He then went on to lay out a five-point plan that included plans for taxation, the selling of marijuana derivatives, and even how to spend the resulting revenues. Clearly, Shumlin and his advisers have been paying attention to the experimentation of other states.
This sounds promising, and the idea of Vermont legalizing cannabis has been floating around for a while now. But the big question is whether or not Vermont’s legislators actually be able to work out a sound framework, and implement it.
There are still some very valid concerns being raised by Vermonters, including whether or not a prospective law will help keep marijuana out of the hands of children, if legalization will lead to an increased number of users, and if there will be any significant health issues as a result of opening up a legal market. All of those are fair questions, but looking at the research available from other states, it looks like these particular fears are unfounded. Teen use has actually dropped in states where marijuana is easier to get, and there we’re getting more evidence that public health is not at risk as a result.
The most important aspect of Vermont’s quest for legalization is that this is the first time lawmakers — representatives actually voted in by constituents of the state — are taking the process upon themselves. And Vermont’s legislators are in a good position — they have plenty of information on what works and what doesn’t from preceding legalization laws in Colorado and Washington, which can act as a sort of cheat sheet to working out an effective law.

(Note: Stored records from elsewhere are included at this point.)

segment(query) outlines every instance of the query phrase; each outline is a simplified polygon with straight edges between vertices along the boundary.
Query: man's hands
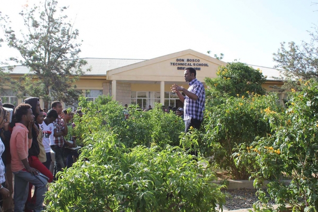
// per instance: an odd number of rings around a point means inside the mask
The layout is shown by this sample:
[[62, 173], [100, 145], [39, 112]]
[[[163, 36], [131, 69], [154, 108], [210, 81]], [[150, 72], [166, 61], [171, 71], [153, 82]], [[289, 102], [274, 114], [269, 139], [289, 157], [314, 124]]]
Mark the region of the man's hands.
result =
[[8, 131], [9, 130], [9, 126], [10, 125], [10, 122], [5, 122], [3, 128], [4, 128], [4, 131]]
[[177, 84], [173, 84], [170, 88], [171, 89], [171, 90], [174, 93], [177, 93], [179, 91], [182, 91], [184, 88], [182, 86], [179, 86]]
[[28, 168], [26, 169], [27, 171], [28, 172], [30, 172], [32, 174], [32, 175], [37, 175], [39, 174], [39, 172], [37, 169], [35, 169], [34, 168], [32, 168], [32, 167], [29, 167]]

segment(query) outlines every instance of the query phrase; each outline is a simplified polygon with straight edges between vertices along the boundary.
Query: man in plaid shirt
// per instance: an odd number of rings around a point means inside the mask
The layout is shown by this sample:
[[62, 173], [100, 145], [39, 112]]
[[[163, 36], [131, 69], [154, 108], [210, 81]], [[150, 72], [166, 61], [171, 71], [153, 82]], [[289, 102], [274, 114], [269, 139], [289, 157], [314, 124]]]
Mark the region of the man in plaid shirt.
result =
[[[197, 71], [192, 67], [184, 69], [184, 80], [189, 82], [189, 89], [174, 84], [171, 90], [176, 93], [180, 100], [184, 103], [184, 120], [185, 124], [185, 132], [190, 127], [198, 129], [203, 120], [203, 111], [205, 104], [205, 90], [202, 82], [196, 78]], [[183, 92], [184, 97], [180, 92]]]
[[63, 110], [61, 102], [53, 101], [51, 104], [51, 108], [56, 110], [58, 114], [58, 117], [53, 122], [54, 125], [53, 139], [50, 138], [50, 140], [51, 149], [55, 153], [55, 168], [53, 176], [56, 178], [56, 173], [62, 171], [65, 168], [64, 161], [65, 141], [63, 136], [67, 134], [67, 128], [65, 127], [66, 123], [65, 121], [62, 119], [60, 116]]

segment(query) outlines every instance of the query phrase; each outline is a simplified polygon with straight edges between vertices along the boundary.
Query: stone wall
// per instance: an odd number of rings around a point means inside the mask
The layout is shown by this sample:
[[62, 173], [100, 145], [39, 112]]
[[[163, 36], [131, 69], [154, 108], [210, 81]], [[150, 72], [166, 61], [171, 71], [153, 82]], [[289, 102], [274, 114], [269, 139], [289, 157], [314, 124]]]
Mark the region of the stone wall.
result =
[[117, 82], [116, 83], [116, 100], [122, 105], [131, 102], [132, 89], [130, 83]]
[[103, 83], [103, 95], [108, 96], [110, 94], [110, 82]]

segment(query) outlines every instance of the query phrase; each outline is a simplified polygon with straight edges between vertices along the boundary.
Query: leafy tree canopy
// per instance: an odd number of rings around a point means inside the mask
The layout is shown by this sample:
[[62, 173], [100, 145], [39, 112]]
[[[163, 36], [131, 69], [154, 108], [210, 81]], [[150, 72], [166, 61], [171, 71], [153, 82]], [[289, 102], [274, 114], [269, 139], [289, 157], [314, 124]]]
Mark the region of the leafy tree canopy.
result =
[[310, 33], [310, 42], [302, 41], [300, 45], [290, 42], [286, 46], [281, 43], [273, 60], [277, 63], [275, 67], [283, 69], [281, 74], [286, 80], [284, 88], [298, 86], [297, 80], [307, 80], [318, 77], [318, 29]]
[[58, 7], [57, 11], [57, 1], [47, 0], [39, 6], [24, 8], [19, 14], [25, 29], [18, 35], [10, 27], [9, 17], [0, 14], [5, 41], [17, 49], [22, 58], [10, 60], [30, 68], [30, 74], [20, 79], [18, 89], [43, 98], [47, 108], [52, 99], [67, 104], [74, 102], [81, 91], [71, 83], [83, 74], [81, 66], [86, 63], [79, 59], [78, 30], [66, 22], [67, 16], [63, 15], [67, 8]]
[[205, 78], [209, 89], [207, 96], [212, 98], [228, 95], [230, 97], [248, 96], [248, 93], [265, 94], [262, 84], [266, 77], [259, 69], [255, 69], [240, 62], [229, 63], [219, 67], [216, 78]]

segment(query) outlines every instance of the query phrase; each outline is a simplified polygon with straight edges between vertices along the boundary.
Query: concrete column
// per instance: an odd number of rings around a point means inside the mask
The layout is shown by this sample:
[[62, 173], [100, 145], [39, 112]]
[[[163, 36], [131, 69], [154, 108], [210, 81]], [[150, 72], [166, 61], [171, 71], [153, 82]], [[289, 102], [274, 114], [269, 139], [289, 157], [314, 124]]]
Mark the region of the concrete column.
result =
[[116, 81], [112, 81], [112, 97], [113, 100], [116, 100]]
[[160, 82], [160, 103], [165, 104], [165, 81]]

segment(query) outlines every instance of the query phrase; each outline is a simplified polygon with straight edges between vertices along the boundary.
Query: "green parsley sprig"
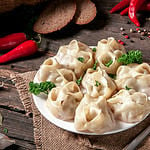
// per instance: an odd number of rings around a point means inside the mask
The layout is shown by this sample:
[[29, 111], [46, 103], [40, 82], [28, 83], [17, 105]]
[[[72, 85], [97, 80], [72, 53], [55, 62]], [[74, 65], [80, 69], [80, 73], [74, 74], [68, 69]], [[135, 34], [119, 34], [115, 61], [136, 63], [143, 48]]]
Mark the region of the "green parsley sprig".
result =
[[105, 66], [106, 66], [106, 67], [109, 67], [112, 63], [113, 63], [113, 61], [110, 60], [110, 61], [108, 61], [108, 62], [105, 64]]
[[41, 83], [34, 83], [33, 81], [29, 83], [29, 91], [34, 95], [39, 95], [40, 93], [48, 94], [52, 88], [56, 87], [53, 82], [45, 81]]
[[123, 65], [128, 65], [131, 63], [141, 64], [142, 61], [142, 52], [139, 50], [131, 50], [118, 58], [118, 62], [122, 63]]
[[80, 77], [78, 80], [76, 80], [76, 83], [80, 86], [80, 84], [81, 84], [81, 81], [82, 81], [82, 77]]
[[82, 63], [84, 62], [84, 58], [83, 57], [78, 57], [77, 59], [78, 59], [78, 61], [80, 61]]

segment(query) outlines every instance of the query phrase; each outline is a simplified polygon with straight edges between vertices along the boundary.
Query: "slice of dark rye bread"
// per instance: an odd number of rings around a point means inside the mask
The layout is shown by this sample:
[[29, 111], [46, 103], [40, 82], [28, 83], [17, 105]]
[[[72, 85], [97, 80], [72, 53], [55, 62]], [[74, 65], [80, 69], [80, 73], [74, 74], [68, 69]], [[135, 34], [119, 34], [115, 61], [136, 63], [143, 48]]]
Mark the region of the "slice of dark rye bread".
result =
[[77, 10], [74, 16], [76, 24], [87, 24], [96, 16], [96, 6], [91, 0], [76, 0]]
[[72, 20], [75, 12], [75, 0], [52, 0], [35, 22], [33, 30], [42, 34], [60, 30]]

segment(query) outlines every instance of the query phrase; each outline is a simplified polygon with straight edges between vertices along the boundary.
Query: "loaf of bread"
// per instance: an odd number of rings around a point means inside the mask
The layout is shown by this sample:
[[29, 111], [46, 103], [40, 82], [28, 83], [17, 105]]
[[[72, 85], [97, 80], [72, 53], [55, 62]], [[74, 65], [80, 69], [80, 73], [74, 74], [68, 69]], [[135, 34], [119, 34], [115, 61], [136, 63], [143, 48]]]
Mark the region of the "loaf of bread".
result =
[[87, 24], [96, 16], [96, 7], [91, 0], [76, 0], [77, 10], [75, 14], [76, 24]]
[[22, 5], [35, 5], [46, 0], [0, 0], [0, 13], [11, 11], [14, 8]]
[[76, 3], [74, 0], [50, 1], [35, 22], [33, 30], [42, 34], [60, 30], [72, 20], [75, 12]]

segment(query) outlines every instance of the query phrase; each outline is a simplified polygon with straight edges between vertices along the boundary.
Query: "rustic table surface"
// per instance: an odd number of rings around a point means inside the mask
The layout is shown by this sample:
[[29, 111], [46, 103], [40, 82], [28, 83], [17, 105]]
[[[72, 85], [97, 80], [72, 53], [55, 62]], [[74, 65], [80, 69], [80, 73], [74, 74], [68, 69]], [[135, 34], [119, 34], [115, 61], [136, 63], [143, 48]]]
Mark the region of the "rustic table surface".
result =
[[[56, 53], [60, 45], [68, 44], [72, 39], [77, 39], [88, 45], [96, 45], [98, 40], [115, 37], [123, 40], [126, 49], [139, 49], [143, 52], [144, 61], [150, 63], [150, 38], [142, 37], [139, 33], [130, 33], [129, 29], [136, 29], [135, 25], [130, 23], [128, 16], [118, 14], [109, 14], [112, 8], [119, 0], [94, 0], [97, 6], [97, 17], [88, 25], [78, 26], [70, 23], [63, 30], [42, 36], [41, 49], [36, 55], [13, 61], [11, 63], [0, 65], [0, 69], [9, 69], [17, 72], [27, 72], [39, 69], [40, 64], [49, 57], [50, 53]], [[0, 36], [9, 33], [22, 32], [29, 33], [31, 22], [41, 6], [27, 7], [22, 6], [12, 12], [0, 15]], [[142, 22], [142, 29], [150, 30], [150, 13], [142, 12], [139, 15]], [[130, 39], [125, 39], [121, 34], [120, 27], [125, 29]], [[0, 78], [0, 81], [4, 81]], [[11, 81], [7, 81], [9, 88], [0, 89], [0, 112], [4, 117], [3, 126], [0, 132], [8, 129], [6, 133], [10, 138], [16, 140], [16, 145], [7, 149], [11, 150], [34, 150], [33, 121], [32, 116], [26, 116], [24, 107], [19, 99], [17, 90]]]

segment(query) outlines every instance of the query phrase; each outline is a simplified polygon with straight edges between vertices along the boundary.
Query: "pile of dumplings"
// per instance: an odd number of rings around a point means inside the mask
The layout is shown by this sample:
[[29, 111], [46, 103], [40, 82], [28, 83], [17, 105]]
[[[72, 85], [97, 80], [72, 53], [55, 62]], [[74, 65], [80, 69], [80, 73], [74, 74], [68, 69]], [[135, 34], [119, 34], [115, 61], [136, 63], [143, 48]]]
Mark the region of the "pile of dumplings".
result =
[[117, 120], [141, 121], [150, 113], [150, 66], [121, 65], [117, 59], [125, 52], [113, 37], [100, 40], [96, 52], [77, 40], [61, 46], [37, 73], [38, 82], [56, 85], [46, 101], [50, 112], [61, 120], [73, 120], [80, 132], [104, 133], [113, 130]]

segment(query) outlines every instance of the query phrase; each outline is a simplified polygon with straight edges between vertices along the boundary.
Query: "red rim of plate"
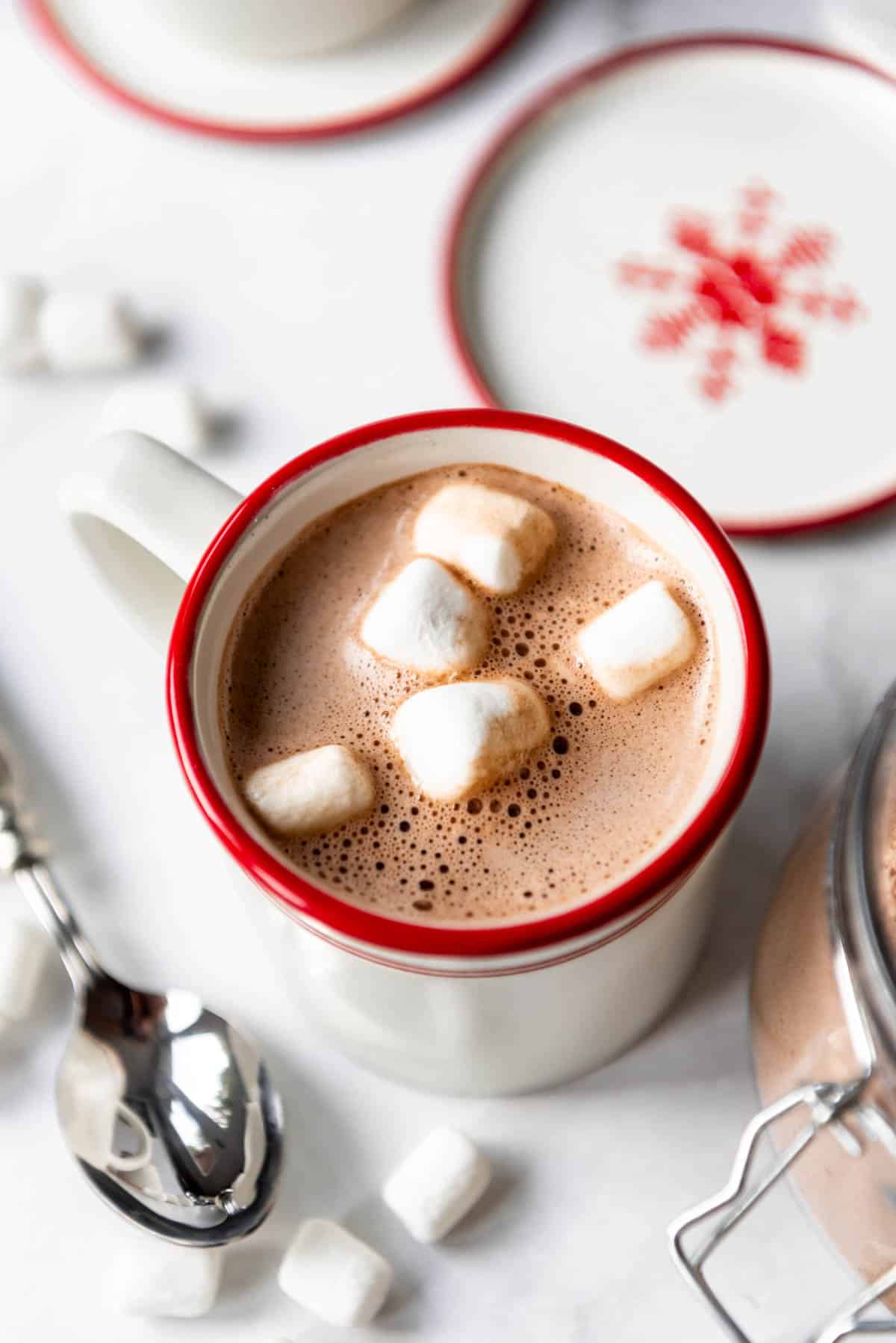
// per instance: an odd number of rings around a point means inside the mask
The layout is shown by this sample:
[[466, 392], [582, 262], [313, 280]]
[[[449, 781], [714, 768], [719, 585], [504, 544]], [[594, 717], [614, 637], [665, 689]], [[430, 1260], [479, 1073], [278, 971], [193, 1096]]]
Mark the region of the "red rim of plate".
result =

Oregon lawmakers did the same. Not only that, but the prospective law has a good level of support, even among law enforcement.
It wouldn’t be a bad idea to get a functioning system in place before Canada — Vermont’s northerly neighbor — begins its own process of legalization.
Vermont is in a position to lead on marijuana legislation, even if it won’t be the first state to give the green light to cannabis. Again — allowing lawmakers to do just that, make laws, should produce sound legislation. The process always gets muddied, of course, by special interests and the like, but it’ll be interesting to see how Vermont’s legislature handles it.
If it’s a success, it’ll be another victory for the legalization movement and possibly help pave the way for more cannabis legislation in other states.